Victor Lopez, who bought John's in 1999 from the family of the original 
owner, hopes to reopen this week after a frantic effort to spruce up the 
place and retrain workers in cleanliness.

"It's destroyed my life," said Lopez, who disputes investigators' 
conclusion that Paquita Campbell contracted the disease from his cook or 
that his business had poor hygiene. "I worked 17 years for this. It was my 
dream. This is how I fed my family, this is how I pay my bills. I've lost 
everything I've worked for."

This year, 138 people in Polk County, which has about 500,000 residents, 
have been diagnosed with hepatitis A. About a dozen new cases are being 
documented each week, compared to a 2000 total of 153 cases of hepatitis A, 
which was 10 times higher than the year before.

The Centers for Diseases Control and Prevention in Atlanta reports the 
national rate for hepatitis A last year was about 4.5 cases per 100,000 
residents. That would make Polk's rate more than six times higher.
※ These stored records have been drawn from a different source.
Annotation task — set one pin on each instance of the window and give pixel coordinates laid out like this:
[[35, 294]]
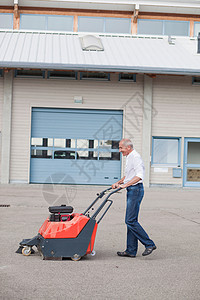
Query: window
[[46, 22], [95, 75], [196, 28], [30, 73], [127, 77], [77, 149], [176, 28], [117, 25], [41, 142], [62, 74], [150, 27], [110, 25], [163, 27], [6, 21], [90, 24], [91, 43], [196, 80], [166, 151]]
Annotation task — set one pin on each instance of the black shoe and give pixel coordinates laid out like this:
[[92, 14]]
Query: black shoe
[[124, 253], [148, 250]]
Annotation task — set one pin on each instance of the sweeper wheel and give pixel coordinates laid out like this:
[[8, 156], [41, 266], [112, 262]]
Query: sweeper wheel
[[76, 257], [26, 251]]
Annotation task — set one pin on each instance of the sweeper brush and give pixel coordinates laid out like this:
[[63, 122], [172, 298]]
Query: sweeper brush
[[66, 234]]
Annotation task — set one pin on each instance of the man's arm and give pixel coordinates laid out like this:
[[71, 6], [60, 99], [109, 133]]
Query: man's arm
[[131, 182], [116, 184]]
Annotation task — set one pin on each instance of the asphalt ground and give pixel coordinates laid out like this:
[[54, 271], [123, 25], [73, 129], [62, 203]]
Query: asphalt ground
[[170, 216]]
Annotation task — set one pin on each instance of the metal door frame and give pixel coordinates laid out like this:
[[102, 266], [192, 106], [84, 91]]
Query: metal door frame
[[186, 165]]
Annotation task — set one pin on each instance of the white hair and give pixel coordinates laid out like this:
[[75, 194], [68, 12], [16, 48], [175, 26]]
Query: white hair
[[127, 142]]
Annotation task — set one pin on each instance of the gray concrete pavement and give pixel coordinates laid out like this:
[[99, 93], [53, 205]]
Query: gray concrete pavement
[[170, 216]]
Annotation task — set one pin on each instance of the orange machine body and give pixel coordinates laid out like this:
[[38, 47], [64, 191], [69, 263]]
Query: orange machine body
[[68, 229]]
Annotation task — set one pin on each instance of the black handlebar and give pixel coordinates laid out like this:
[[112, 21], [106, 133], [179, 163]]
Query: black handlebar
[[101, 206]]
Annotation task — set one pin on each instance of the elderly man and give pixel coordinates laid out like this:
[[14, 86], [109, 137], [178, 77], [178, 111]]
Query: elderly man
[[132, 181]]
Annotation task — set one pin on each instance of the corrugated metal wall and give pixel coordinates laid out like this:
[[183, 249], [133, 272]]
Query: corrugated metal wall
[[29, 93], [176, 113]]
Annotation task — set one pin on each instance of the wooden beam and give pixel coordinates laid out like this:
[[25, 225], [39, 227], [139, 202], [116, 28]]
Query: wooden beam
[[191, 28], [75, 27], [168, 16], [135, 16], [73, 12], [16, 17]]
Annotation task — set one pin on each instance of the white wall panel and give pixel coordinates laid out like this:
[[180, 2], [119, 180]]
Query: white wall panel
[[176, 104], [28, 93]]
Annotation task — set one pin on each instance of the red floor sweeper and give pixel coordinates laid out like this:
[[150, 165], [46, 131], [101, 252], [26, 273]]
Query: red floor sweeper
[[66, 234]]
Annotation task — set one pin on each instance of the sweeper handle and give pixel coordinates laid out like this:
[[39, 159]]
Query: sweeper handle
[[102, 204]]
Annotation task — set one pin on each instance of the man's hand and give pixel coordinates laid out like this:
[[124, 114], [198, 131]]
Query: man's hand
[[115, 185], [122, 186]]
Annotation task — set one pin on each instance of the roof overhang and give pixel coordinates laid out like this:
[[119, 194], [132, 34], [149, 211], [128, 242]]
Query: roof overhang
[[124, 53]]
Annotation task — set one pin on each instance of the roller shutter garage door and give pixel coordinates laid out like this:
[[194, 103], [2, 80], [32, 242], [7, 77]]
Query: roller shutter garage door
[[70, 146]]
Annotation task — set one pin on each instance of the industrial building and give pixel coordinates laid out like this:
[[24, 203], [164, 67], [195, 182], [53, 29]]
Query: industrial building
[[77, 76]]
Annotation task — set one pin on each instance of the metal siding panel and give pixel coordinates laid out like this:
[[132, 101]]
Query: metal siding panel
[[57, 93], [176, 113], [75, 125], [124, 52]]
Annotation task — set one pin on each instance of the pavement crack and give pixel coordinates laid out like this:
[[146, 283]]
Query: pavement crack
[[183, 217]]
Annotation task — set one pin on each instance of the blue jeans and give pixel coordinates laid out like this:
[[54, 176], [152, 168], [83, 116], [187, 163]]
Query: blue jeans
[[135, 231]]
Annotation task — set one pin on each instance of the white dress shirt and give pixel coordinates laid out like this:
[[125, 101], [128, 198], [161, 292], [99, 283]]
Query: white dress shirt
[[134, 167]]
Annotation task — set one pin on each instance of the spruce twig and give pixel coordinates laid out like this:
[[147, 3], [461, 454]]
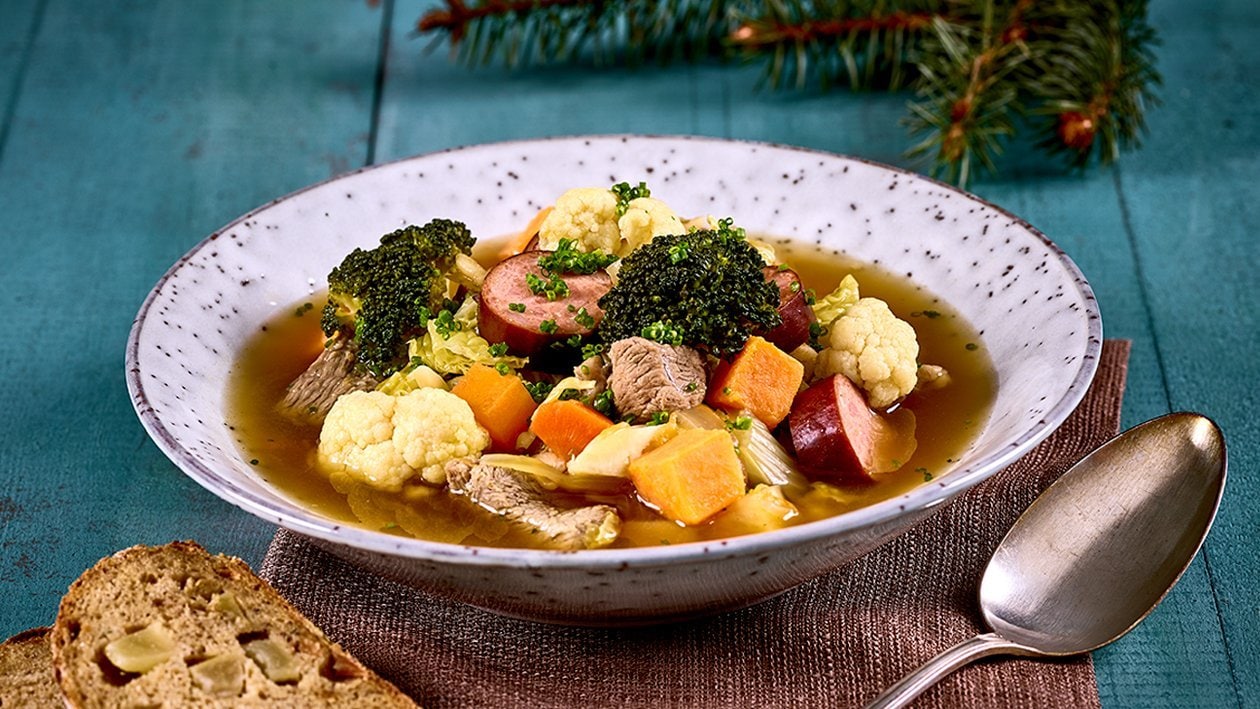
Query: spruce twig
[[1080, 73]]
Tony Fiore, a CDC epidemiologist, said the Polk County outbreak comes at a 
time when national rates are at their lowest level in several years. The 
disease shot up in the mid-1990s but then dropped, in part because of 
vaccinations and greater awareness of how to prevent it.

The hepatitis A virus attacks the liver, and the symptoms include nausea, 
abdominal pain and jaundice. There is no cure for hepatitis A; doctors 
often prescribe bed rest and proper nutrition while the disease runs its 
course and the patient recovers. In some cases, people who have been 
exposed are offered an immune globulin injection, a blood extract that can 
prevent or reduce the symptoms.

Campbell is the only one believed to have died from the virus. A 
48-year-old man needed a liver transplant after contracting the disease in 
February at a church fish fry, which also infected 15 others.

The county has mounted an ambitious effort to find drug users and get them 
tested and vaccinated.

"People are confiding in us so we can help them," said Daniel Haight, 
director of the Public Health Department. "Sometimes the drug makes you 
paranoid, you don't want to tell who your friends are. But we are getting a 
lot of cooperation."

Workers warned of dangers

Meanwhile, the Florida Restaurant Association has launched a campaign to 
warn workers and owners the dangers of not washing their hands. Employees 
are being told to wash their hands as long as it takes to sing "Happy 
Birthday" twice after they use the toilet.

At John's, employees have worked without pay to paint and remodel the 
restaurant in hopes customers will return.

Restaurant manager James Davis said the cook who is believed to have 
contracted the disease in prison no longer works there, and is saddened by 
his suspected connection to Campbell's death.

"If you know anything about the food business, it's a personal thing," 
Davis said. "It's a reflection of who you are."